The average U.S. farmer is now 59.6 years old — up from 57.5 in 2007 and 54.9 in 2002. Oregon is not immune to this trend; in fact, Oregon farmers are, on average, even older. It’s a trend that state officials and industry leaders would like to see reversed. After all, future farms will need people who are qualified and skilled at running them.
Enter the Beginning and Expanding Farmer Loan Program.
This program, otherwise known as the Aggie Loan program for short, has existed in various other states. Now, thanks to action by the 2013 Oregon Legislature, it is coming to Oregon. The idea is to encourage young people to farm, by helping them overcome the significant capital hurdles needed to get their business going.
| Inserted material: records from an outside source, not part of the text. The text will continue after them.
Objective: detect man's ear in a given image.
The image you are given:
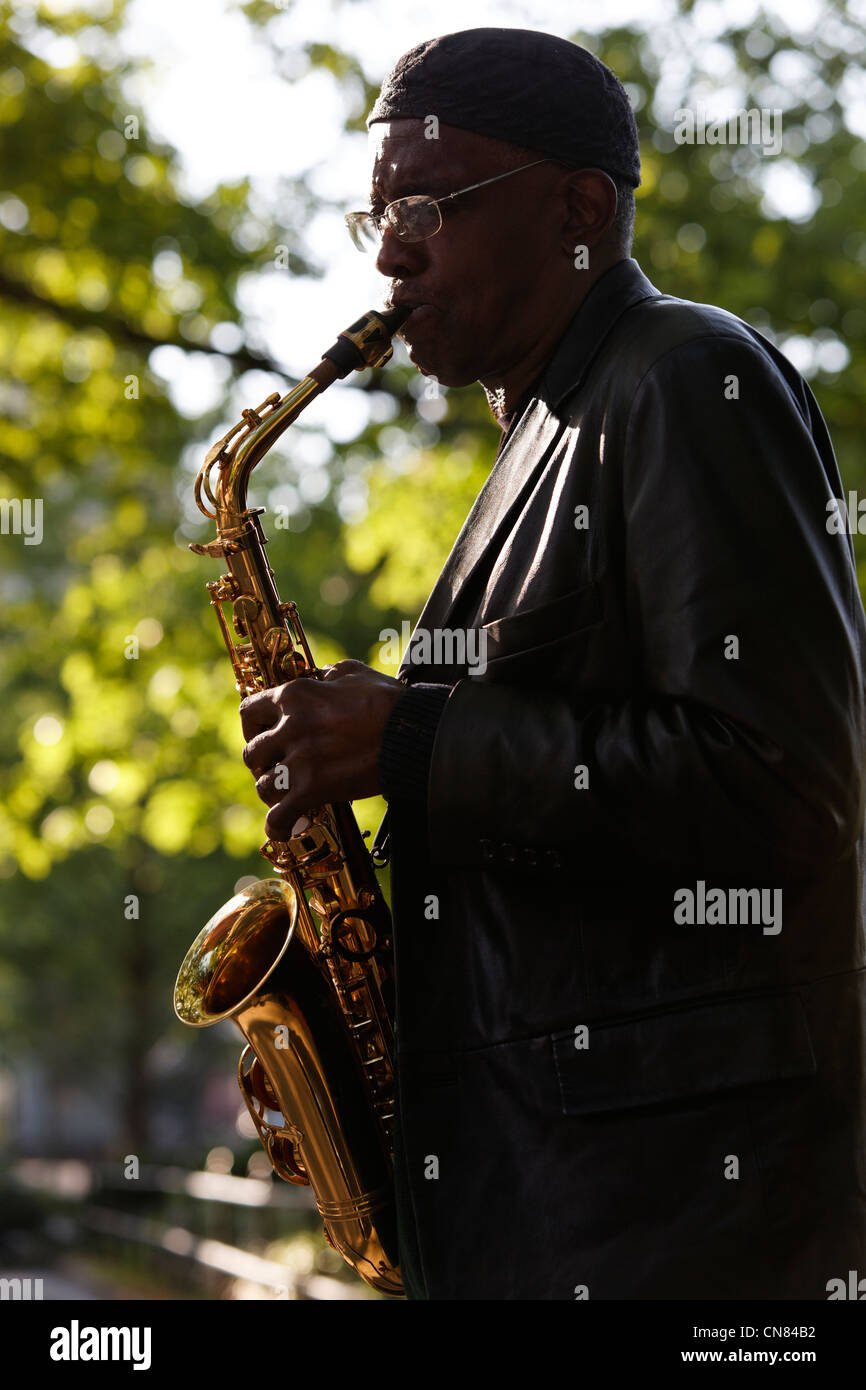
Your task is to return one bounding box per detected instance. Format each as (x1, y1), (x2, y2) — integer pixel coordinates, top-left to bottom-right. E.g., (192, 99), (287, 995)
(563, 168), (617, 256)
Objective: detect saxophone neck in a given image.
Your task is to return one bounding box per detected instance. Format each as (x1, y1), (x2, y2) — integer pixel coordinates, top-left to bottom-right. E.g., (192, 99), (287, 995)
(196, 309), (410, 531)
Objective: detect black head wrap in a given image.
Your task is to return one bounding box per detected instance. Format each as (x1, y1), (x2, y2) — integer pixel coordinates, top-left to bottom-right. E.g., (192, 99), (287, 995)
(367, 29), (641, 188)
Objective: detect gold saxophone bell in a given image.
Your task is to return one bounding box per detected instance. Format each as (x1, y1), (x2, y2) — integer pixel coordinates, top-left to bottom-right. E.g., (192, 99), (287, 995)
(174, 309), (409, 1295)
(175, 878), (403, 1294)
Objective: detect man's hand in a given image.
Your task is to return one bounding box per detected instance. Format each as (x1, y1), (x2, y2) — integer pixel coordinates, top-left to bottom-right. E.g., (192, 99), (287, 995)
(240, 660), (406, 840)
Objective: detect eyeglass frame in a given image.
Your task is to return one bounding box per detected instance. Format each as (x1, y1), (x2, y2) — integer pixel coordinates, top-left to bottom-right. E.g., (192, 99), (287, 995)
(343, 154), (552, 252)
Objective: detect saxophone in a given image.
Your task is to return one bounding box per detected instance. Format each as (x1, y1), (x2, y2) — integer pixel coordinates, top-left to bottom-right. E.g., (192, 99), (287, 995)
(174, 309), (409, 1295)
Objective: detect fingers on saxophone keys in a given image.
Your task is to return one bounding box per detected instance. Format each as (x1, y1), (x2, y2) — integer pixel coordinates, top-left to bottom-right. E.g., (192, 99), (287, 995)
(242, 727), (284, 774)
(240, 685), (282, 744)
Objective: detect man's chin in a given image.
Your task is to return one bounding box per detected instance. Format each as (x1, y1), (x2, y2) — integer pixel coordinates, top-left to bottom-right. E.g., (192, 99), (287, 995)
(400, 334), (478, 386)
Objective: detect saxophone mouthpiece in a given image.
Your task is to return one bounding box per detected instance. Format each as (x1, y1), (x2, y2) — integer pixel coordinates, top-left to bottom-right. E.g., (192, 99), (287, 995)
(379, 304), (411, 338)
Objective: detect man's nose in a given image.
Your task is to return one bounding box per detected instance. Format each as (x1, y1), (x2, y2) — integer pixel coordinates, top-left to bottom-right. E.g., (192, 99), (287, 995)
(375, 222), (427, 279)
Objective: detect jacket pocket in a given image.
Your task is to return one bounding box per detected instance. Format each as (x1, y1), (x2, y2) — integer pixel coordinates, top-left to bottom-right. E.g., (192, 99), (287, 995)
(480, 581), (602, 663)
(550, 994), (817, 1115)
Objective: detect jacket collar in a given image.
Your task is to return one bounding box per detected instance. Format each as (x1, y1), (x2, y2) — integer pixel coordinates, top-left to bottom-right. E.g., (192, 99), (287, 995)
(531, 257), (662, 410)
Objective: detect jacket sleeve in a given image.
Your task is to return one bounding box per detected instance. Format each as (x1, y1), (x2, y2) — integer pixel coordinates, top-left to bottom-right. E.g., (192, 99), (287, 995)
(428, 334), (865, 874)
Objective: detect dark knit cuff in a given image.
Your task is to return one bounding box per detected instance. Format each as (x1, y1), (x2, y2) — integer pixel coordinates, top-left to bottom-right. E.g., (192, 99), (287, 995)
(379, 682), (452, 803)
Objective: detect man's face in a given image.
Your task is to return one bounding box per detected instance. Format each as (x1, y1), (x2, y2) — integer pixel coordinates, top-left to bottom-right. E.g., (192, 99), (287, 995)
(370, 120), (564, 386)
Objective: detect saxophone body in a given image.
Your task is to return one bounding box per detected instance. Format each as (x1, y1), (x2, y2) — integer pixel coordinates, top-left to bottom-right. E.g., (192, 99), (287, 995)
(174, 310), (409, 1295)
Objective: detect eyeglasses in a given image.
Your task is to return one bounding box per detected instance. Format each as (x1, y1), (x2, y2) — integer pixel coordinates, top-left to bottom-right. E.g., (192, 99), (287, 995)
(346, 158), (548, 252)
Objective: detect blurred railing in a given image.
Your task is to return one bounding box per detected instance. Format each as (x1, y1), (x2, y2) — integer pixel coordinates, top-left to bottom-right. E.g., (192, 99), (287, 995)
(5, 1158), (377, 1301)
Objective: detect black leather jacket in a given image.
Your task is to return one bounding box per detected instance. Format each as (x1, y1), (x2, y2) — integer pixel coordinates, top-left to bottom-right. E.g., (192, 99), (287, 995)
(379, 260), (866, 1300)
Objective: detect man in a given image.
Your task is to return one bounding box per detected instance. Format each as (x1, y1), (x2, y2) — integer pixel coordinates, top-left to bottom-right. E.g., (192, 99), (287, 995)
(242, 29), (866, 1300)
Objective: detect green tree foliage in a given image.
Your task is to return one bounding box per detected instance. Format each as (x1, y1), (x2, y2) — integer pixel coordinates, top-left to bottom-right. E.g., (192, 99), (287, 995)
(0, 0), (866, 1140)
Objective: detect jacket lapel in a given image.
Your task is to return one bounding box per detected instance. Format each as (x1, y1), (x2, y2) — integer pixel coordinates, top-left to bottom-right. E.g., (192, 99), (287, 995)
(398, 260), (660, 681)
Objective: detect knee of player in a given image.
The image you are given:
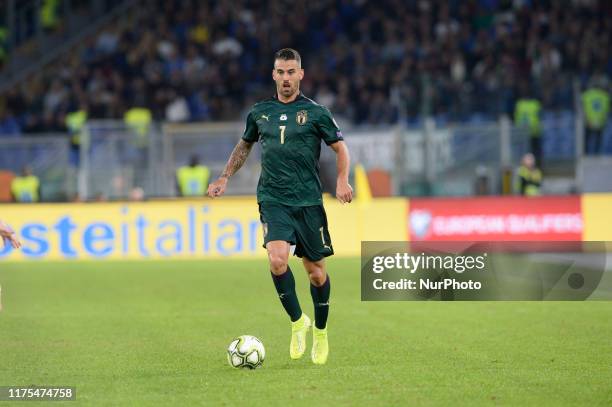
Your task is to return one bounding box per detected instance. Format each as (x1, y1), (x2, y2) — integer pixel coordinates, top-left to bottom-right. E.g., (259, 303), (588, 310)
(270, 255), (287, 275)
(308, 269), (327, 287)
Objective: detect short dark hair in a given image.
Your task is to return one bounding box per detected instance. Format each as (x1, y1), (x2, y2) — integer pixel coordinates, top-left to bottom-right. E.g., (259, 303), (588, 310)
(274, 48), (302, 66)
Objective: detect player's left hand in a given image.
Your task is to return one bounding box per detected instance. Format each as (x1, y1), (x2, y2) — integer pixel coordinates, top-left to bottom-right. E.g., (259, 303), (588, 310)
(207, 177), (227, 198)
(336, 180), (353, 203)
(0, 222), (21, 249)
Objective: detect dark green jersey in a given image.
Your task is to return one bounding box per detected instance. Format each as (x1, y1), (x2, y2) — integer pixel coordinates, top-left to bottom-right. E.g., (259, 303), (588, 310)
(242, 94), (342, 206)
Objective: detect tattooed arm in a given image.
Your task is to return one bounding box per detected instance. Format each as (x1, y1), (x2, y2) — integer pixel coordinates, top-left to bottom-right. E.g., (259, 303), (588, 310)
(208, 139), (253, 198)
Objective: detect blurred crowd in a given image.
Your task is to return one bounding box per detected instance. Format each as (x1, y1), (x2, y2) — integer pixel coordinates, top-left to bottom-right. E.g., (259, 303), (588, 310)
(0, 0), (612, 134)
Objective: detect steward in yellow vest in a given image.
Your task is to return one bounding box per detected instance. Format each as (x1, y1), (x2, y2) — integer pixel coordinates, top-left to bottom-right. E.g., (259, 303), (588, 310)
(176, 155), (210, 196)
(514, 96), (542, 164)
(516, 154), (542, 196)
(11, 167), (40, 202)
(582, 86), (610, 154)
(123, 107), (153, 147)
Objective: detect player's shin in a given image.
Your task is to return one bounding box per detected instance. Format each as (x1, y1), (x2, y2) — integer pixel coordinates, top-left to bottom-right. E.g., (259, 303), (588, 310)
(310, 275), (330, 329)
(272, 265), (302, 322)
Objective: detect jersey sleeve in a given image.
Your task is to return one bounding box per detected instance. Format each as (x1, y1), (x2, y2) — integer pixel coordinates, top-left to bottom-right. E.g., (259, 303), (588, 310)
(242, 111), (259, 143)
(316, 107), (344, 145)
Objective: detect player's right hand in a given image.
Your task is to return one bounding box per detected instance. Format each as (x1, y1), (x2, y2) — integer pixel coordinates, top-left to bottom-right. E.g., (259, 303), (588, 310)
(208, 177), (227, 198)
(0, 222), (21, 249)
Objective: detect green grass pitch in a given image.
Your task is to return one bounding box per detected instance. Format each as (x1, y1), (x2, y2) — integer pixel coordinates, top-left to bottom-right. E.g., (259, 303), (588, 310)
(0, 259), (612, 406)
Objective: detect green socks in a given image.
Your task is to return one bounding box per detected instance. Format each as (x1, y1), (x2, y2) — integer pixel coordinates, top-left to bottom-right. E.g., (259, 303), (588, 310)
(310, 275), (330, 329)
(271, 265), (302, 322)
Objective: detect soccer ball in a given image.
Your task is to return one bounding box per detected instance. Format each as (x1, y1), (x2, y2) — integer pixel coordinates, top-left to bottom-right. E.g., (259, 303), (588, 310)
(227, 335), (266, 369)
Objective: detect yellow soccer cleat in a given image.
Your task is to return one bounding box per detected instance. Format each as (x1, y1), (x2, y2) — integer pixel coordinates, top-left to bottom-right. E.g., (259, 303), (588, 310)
(311, 326), (329, 365)
(289, 314), (312, 359)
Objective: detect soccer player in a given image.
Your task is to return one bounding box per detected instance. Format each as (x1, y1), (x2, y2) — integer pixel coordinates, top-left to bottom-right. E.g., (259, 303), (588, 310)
(0, 221), (21, 311)
(208, 48), (353, 364)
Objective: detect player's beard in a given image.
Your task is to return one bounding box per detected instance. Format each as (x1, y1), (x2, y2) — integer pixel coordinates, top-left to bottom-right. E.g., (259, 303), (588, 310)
(279, 82), (299, 98)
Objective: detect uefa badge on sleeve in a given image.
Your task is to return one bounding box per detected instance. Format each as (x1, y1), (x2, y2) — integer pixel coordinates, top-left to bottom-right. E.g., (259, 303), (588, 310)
(295, 110), (308, 126)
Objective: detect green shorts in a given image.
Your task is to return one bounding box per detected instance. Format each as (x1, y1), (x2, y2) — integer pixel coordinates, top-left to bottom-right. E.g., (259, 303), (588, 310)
(259, 202), (334, 261)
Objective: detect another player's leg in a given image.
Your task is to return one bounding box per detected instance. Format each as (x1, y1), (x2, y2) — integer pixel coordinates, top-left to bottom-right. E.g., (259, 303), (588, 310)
(302, 257), (330, 365)
(266, 240), (311, 359)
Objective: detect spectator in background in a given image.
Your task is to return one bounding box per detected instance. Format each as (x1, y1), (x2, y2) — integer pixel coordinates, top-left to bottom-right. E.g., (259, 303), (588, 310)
(514, 84), (542, 165)
(176, 155), (210, 196)
(11, 166), (40, 203)
(65, 102), (88, 165)
(582, 78), (610, 154)
(0, 220), (21, 311)
(0, 220), (21, 249)
(516, 153), (542, 196)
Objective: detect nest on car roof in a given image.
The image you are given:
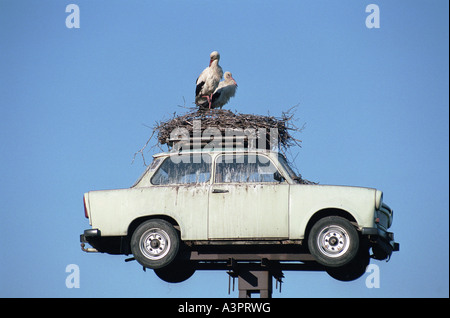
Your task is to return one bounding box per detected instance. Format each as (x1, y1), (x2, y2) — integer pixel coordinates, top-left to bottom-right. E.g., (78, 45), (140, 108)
(153, 107), (303, 150)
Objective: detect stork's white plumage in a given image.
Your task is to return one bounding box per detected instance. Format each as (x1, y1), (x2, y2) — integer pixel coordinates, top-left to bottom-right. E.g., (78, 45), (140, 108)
(200, 72), (237, 109)
(195, 51), (223, 108)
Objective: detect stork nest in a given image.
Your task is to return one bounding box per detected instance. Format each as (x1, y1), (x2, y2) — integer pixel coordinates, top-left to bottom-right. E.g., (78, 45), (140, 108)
(153, 109), (303, 150)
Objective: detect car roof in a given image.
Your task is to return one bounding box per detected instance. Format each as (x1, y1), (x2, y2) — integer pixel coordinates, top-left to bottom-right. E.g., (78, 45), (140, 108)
(153, 147), (279, 158)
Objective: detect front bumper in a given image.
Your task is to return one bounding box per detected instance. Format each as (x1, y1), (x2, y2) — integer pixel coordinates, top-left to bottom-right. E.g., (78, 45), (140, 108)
(80, 229), (131, 255)
(361, 227), (400, 260)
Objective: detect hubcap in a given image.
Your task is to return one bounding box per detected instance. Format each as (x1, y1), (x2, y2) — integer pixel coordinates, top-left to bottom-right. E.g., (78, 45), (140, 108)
(317, 225), (350, 257)
(139, 228), (170, 260)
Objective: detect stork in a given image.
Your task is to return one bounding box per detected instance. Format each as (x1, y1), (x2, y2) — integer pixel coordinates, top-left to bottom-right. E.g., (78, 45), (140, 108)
(199, 72), (237, 109)
(195, 51), (223, 108)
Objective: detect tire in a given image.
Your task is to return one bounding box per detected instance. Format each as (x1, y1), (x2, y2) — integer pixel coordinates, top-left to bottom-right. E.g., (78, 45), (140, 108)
(308, 216), (359, 267)
(131, 219), (180, 269)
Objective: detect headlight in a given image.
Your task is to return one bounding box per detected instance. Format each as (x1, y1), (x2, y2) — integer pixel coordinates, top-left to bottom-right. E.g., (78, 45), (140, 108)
(375, 190), (383, 210)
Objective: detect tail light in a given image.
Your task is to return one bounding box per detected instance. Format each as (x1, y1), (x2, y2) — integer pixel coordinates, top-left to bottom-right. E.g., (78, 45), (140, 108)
(83, 196), (89, 219)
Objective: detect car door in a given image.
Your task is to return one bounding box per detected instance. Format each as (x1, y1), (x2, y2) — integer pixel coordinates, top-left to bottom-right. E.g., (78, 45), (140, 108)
(148, 154), (211, 240)
(208, 153), (289, 239)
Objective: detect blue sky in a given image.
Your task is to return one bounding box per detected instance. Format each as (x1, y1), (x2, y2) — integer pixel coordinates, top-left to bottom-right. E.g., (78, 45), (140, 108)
(0, 0), (449, 298)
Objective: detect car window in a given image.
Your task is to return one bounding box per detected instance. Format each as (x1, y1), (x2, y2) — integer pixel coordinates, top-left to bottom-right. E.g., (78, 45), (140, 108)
(215, 154), (280, 183)
(151, 154), (211, 185)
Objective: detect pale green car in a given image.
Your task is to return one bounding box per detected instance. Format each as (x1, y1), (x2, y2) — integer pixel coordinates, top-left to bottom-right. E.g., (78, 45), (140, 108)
(81, 149), (399, 277)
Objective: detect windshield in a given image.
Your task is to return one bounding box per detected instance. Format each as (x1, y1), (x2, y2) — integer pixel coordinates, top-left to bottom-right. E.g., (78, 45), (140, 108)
(278, 153), (299, 182)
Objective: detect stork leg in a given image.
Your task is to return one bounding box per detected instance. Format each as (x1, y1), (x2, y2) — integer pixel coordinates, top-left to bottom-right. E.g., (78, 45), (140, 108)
(202, 94), (212, 109)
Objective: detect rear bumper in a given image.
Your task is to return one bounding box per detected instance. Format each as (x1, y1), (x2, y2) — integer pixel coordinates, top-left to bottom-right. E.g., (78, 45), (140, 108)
(80, 229), (131, 255)
(80, 229), (102, 243)
(361, 227), (400, 260)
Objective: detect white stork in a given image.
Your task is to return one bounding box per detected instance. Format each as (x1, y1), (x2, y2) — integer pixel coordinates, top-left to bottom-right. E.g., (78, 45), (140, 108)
(195, 51), (223, 108)
(199, 72), (237, 109)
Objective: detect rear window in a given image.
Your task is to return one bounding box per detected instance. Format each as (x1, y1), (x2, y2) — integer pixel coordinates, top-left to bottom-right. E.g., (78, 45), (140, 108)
(150, 154), (211, 185)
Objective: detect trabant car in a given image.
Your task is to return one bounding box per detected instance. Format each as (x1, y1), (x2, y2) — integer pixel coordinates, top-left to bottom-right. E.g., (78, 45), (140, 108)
(81, 149), (399, 280)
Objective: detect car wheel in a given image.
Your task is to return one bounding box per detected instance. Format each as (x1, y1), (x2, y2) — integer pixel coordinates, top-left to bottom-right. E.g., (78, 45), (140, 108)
(308, 216), (359, 267)
(131, 219), (180, 269)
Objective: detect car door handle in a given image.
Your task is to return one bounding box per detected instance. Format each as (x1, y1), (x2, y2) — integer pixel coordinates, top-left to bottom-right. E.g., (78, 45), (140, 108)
(213, 189), (230, 193)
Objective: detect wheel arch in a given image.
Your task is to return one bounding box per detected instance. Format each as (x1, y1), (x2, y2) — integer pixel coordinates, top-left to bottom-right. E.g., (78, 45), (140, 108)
(305, 208), (357, 239)
(127, 214), (181, 237)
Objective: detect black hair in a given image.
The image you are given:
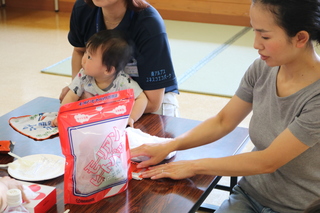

“We recognize the challenges faced by young or beginning farmers and smaller farm operators who just don’t have the money to move forward,” says Oregon Department of Agriculture Director Katy Coba. “It takes capital to succeed in agriculture. These farmers are able and willing to do all that it takes to have a viable operation, they just need a financial shot in the arm. The Aggie Bond Program can be an effective tool to make it happen.”
Borrowers must get through a qualification process, just like any other bank loan. Proceeds can be used for land, equipment, livestock and other needs, including the purchase of the business from parents or relatives seeking to hand off the family business.